流星群など見たこともない少年からすれば、感情の爆発も収まる程衝撃的な自然の神秘。

いつもはただそこにあるだけの星が落ちてくるのだ。

今からとんでもなく恐ろしい事態が起きるのではないかと、畏怖して女に縋り付いてしまう程の驚愕であったのに。

「綺麗ね。まるで束の間の星の雨だわ」

星の光が流れる光景を見上げる女は、畏怖するどころか笑みを浮かべ感嘆の声まで響かせている。
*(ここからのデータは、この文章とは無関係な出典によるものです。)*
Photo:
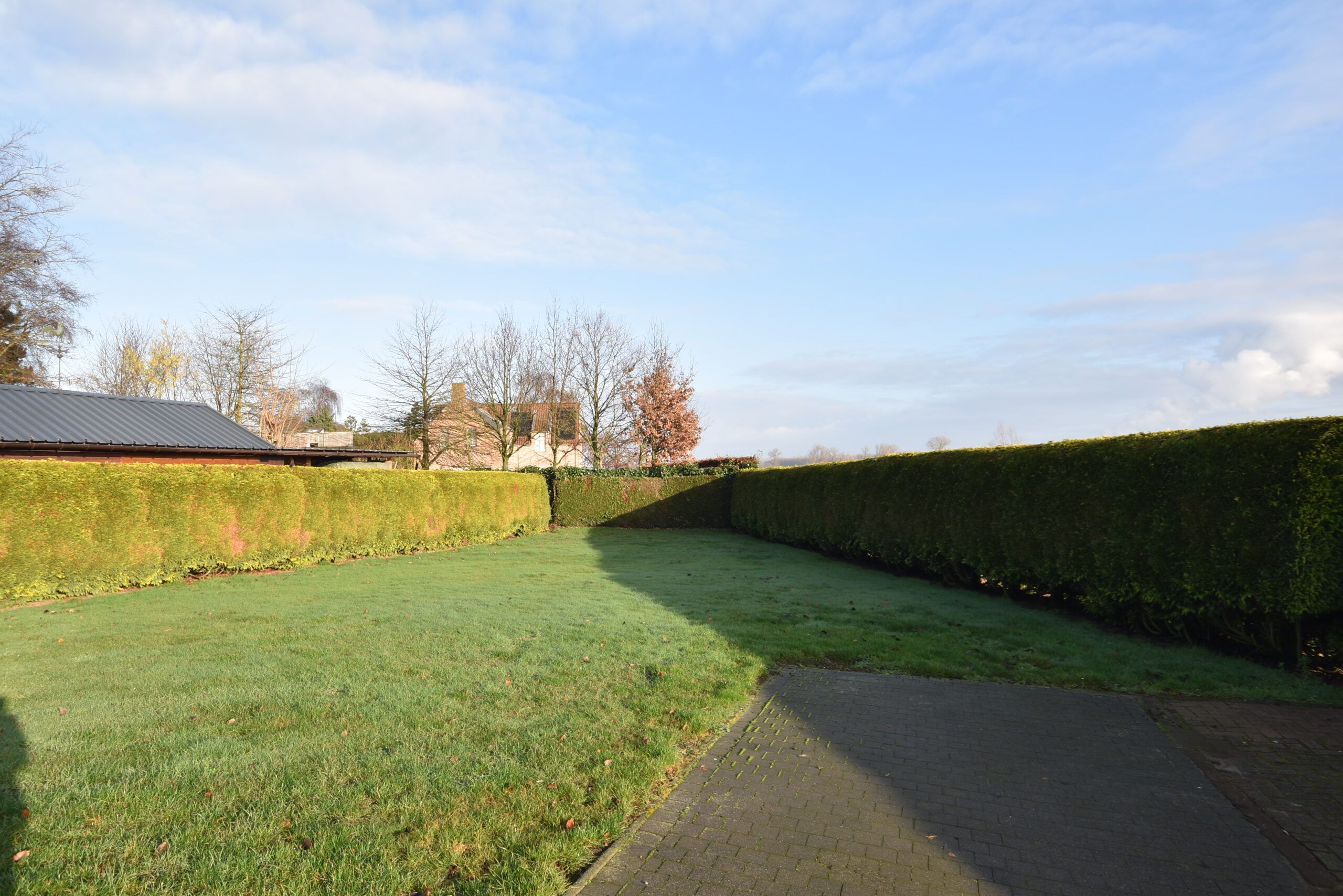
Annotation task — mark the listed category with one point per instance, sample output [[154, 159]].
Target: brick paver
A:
[[855, 784], [1282, 765]]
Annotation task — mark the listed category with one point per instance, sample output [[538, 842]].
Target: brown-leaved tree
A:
[[665, 425]]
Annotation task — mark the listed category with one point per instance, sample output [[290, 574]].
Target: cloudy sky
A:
[[867, 222]]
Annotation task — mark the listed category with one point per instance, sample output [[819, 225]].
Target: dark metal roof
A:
[[33, 414]]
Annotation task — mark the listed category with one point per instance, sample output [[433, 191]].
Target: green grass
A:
[[433, 722]]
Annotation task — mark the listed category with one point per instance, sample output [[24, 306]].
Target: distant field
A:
[[437, 720]]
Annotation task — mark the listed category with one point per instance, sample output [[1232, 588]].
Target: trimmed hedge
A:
[[1238, 528], [644, 503], [78, 527]]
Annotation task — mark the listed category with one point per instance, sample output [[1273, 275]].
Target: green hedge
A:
[[644, 503], [78, 527], [1229, 527]]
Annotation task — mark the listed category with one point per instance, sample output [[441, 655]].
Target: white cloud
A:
[[289, 124], [914, 44], [1251, 332], [1298, 353]]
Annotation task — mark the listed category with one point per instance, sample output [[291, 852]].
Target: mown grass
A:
[[434, 722]]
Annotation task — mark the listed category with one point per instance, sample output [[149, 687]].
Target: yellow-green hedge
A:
[[1224, 528], [645, 503], [80, 528]]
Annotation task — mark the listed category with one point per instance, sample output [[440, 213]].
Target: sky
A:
[[865, 222]]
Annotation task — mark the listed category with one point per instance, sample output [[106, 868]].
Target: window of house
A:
[[523, 423], [567, 423]]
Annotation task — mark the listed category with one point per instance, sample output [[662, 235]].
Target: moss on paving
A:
[[437, 720]]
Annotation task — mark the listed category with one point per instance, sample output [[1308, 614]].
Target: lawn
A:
[[437, 722]]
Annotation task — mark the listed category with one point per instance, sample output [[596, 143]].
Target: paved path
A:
[[855, 784], [1280, 765]]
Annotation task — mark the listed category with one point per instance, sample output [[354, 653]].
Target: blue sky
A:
[[867, 222]]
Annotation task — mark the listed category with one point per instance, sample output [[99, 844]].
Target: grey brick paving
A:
[[856, 785]]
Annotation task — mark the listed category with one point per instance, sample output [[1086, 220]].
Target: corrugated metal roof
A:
[[34, 414]]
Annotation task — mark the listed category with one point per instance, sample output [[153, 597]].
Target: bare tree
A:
[[557, 365], [606, 360], [38, 303], [823, 454], [1005, 435], [320, 405], [414, 379], [504, 383], [132, 359], [248, 367]]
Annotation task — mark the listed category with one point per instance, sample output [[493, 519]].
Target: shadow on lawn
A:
[[966, 784], [13, 755]]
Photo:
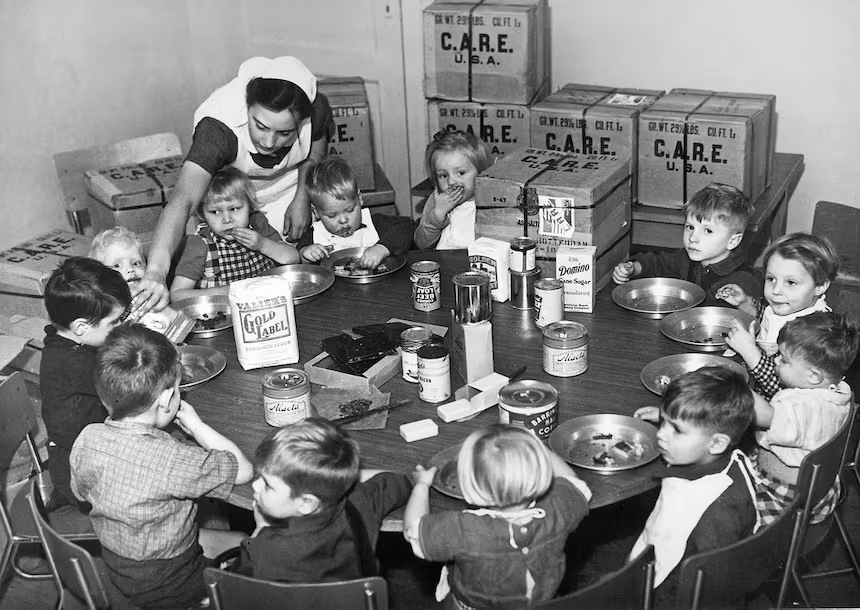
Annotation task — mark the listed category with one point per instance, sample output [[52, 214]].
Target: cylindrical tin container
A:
[[549, 301], [530, 404], [472, 302], [523, 288], [434, 373], [426, 285], [411, 340], [286, 396], [523, 254], [565, 349]]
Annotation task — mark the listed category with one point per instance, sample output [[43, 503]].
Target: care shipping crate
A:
[[133, 195], [591, 119], [558, 199], [486, 51], [690, 138], [351, 135]]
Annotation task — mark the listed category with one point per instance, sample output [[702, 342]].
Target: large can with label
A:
[[286, 397], [530, 404]]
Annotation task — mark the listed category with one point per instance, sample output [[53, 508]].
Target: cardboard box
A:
[[351, 136], [590, 119], [494, 51], [690, 138], [558, 199]]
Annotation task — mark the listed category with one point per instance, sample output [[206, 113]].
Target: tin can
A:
[[565, 349], [411, 340], [426, 285], [530, 404], [434, 373], [286, 397], [523, 254], [549, 301]]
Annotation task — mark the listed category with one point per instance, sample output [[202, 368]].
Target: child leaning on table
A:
[[143, 483], [233, 241], [799, 268], [508, 552], [715, 220], [85, 300], [318, 516], [815, 351], [342, 223], [453, 160], [707, 495]]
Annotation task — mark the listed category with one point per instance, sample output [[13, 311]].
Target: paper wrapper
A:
[[328, 403]]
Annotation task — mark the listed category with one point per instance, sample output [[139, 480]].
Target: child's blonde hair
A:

そんな様子を捉えてしまえば少年の畏怖も緩むというもの。

そろりそろりと顔を上げ、改めて星の流れを映しこんでいれば。

「……時雨」

「……えっ、」

「あなたの名前よ。…だって星の時雨の夜に新しく生まれたのだもの。…うん、時雨がいいわ」

「………な…まえ」

「気に入らない?今までの名前の方がいい?」

「…名前なんて…持ってない。…呼ばれる時は『おい』とか『お前』とかだったから」

「じゃあ尚の事決まりじゃない。時雨。いい名前だわ」

「っ……」

そう告げて笑う女の実に凄艶な事と言ったら。

まだ未成熟な子供心でもドキリと心臓が跳ね上がってしまう程愛らしく美しい。